The Trump administration has had in its possession additional contact information that could prove vital in helping reunite families it cruelly ripped apart at the southern border but has only just now given that data to advocates tasked by a federal judge with finding deported parents, NBC News reports. Attorneys said the data has not yet been fully reviewed but does include “phone numbers that had not previously been known.”
The report said the data was turned over only after advocates have been pleading for months for any additional information that could prove vital in putting back together the families the federal government tore in two. "Everyone's been asking whether the Trump administration has been helping to find these families,” American Civil Liberties Union attorney Lee Gelernt told NBC News. “Not only have they not been helping, but they have been withholding this data forever.”
Court documents this past September revealed that 545 children kidnapped from their parents by the administration in 2017 remained separated from their families three years later. Additional documents later showed that the number of separated children was actually even higher, at 666. “The filing Wednesday said some families have been identified since then, bringing the number of parents whose whereabouts are still unknown to 628,” NBC News reports.
The report said attorneys “have not had adequate time to review” the additional data the federal government just turned over, so it’s still not clear how many families it could help. But even if it helps reunite just one family, that’s one family the administration could have already put back together but didn’t. Instead, it apparently sat on the information for months.
"We have been repeatedly asking the Trump administration for any additional data they might have to help locate the families and are only finally getting these new phone numbers and addresses," Lee continued in the report. “Unfortunately, it took the issue reaching the level of a presidential debate to move them to give us this data."
President-elect Joe Biden has called the ongoing separations “criminal” and has pledged to create a federal task force to reunite these families, but has reportedly been undecided about whether deported parents will be allowed to return to the U.S. Decency and justice say that they should be able to return to the U.S. if they wish, as advocates like Congressional Hispanic Caucus chair Joaquin Castro have said, and that they also be put on a path to legal status to start.
The administration’s ongoing cruelty also continues to add to the case for why a human rights commission must be created to investigate these abuses. Such a commission, Castro said last month, is “the right thing to do and also, in many ways, necessary for our country.”
“I believe that, given the human rights abuses during the Trump administration,” he told Vox, “it would be appropriate for the United States to create either a human rights commission or for the Congress to create a select committee that investigates these abuses, makes recommendations for policy changes so that they don’t happen again in our country, and identifies individuals who should be held responsible and accountable for their actions.”

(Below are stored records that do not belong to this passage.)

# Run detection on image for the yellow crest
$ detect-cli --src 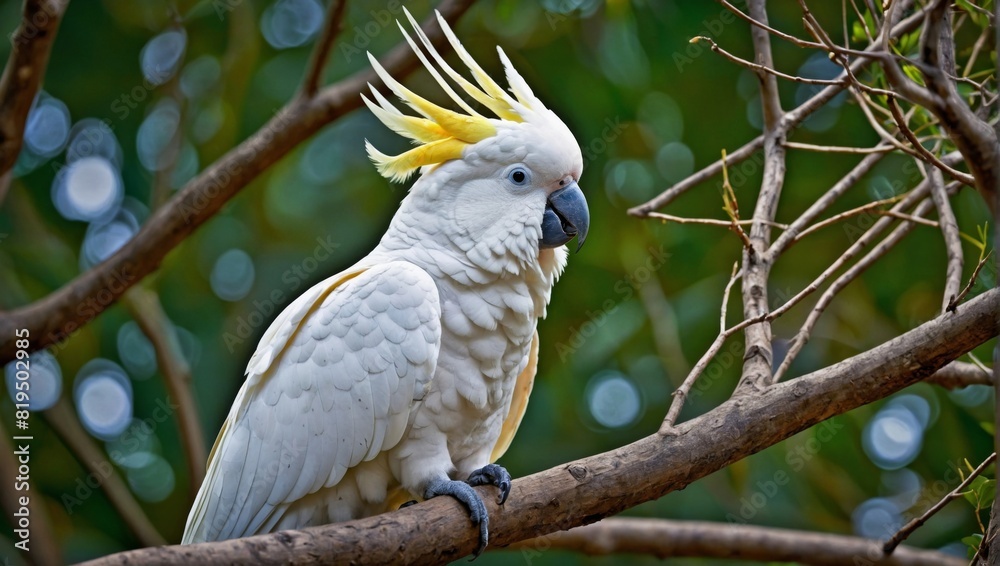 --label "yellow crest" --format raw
[361,7,541,181]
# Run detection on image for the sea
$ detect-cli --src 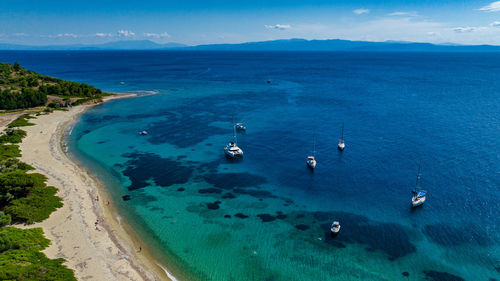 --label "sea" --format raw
[0,51,500,281]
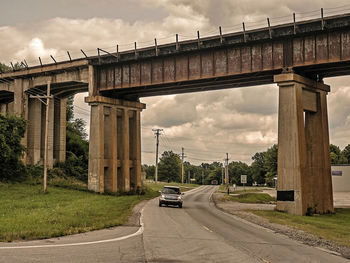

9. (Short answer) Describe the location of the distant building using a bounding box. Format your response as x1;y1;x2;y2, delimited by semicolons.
331;165;350;192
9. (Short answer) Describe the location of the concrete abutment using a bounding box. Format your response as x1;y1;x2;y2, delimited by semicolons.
85;96;145;193
274;73;334;215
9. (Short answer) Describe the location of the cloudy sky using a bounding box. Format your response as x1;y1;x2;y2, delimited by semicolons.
0;0;350;164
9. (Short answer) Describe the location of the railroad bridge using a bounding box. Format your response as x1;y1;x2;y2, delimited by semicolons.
0;14;350;215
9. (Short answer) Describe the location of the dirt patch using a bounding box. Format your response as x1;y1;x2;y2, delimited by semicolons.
213;193;350;259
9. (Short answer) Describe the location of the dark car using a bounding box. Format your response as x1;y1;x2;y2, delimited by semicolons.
159;186;184;208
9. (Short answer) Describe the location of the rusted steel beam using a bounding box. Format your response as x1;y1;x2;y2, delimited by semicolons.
98;23;350;97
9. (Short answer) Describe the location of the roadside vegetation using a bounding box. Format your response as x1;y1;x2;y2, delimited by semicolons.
0;183;159;242
251;208;350;248
0;182;198;242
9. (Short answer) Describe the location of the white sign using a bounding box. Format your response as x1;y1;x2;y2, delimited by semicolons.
241;174;247;184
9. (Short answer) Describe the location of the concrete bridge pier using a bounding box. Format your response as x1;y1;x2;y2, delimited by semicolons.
8;79;67;168
274;73;334;215
85;96;145;193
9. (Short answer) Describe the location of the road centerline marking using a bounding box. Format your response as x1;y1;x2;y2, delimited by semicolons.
203;226;213;233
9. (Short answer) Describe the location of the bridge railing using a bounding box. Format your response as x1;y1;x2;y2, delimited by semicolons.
0;4;350;77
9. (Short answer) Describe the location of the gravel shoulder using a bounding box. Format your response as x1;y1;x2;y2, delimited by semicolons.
212;193;350;259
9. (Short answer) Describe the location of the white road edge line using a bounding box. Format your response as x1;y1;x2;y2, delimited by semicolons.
203;226;213;233
0;208;144;250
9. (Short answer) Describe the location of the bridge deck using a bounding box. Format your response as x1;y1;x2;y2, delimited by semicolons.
0;14;350;99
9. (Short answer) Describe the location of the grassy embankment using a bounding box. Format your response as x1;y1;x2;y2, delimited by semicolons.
251;209;350;247
0;180;195;241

Further reporting from NBC News last month also revealed that White House aide and noted white supremacist Stephen Miller initially blocked a deal paying for mental health services for families traumatized by the administration’s policy. While the administration eventually ended up paying for an even more expansive settlement, “[l]awyers and counselors for the families say the delay meant extended trauma for children, some of whom thought their parents ‘had deliberately abandoned them,’” journalist Julia Ainsley tweeted.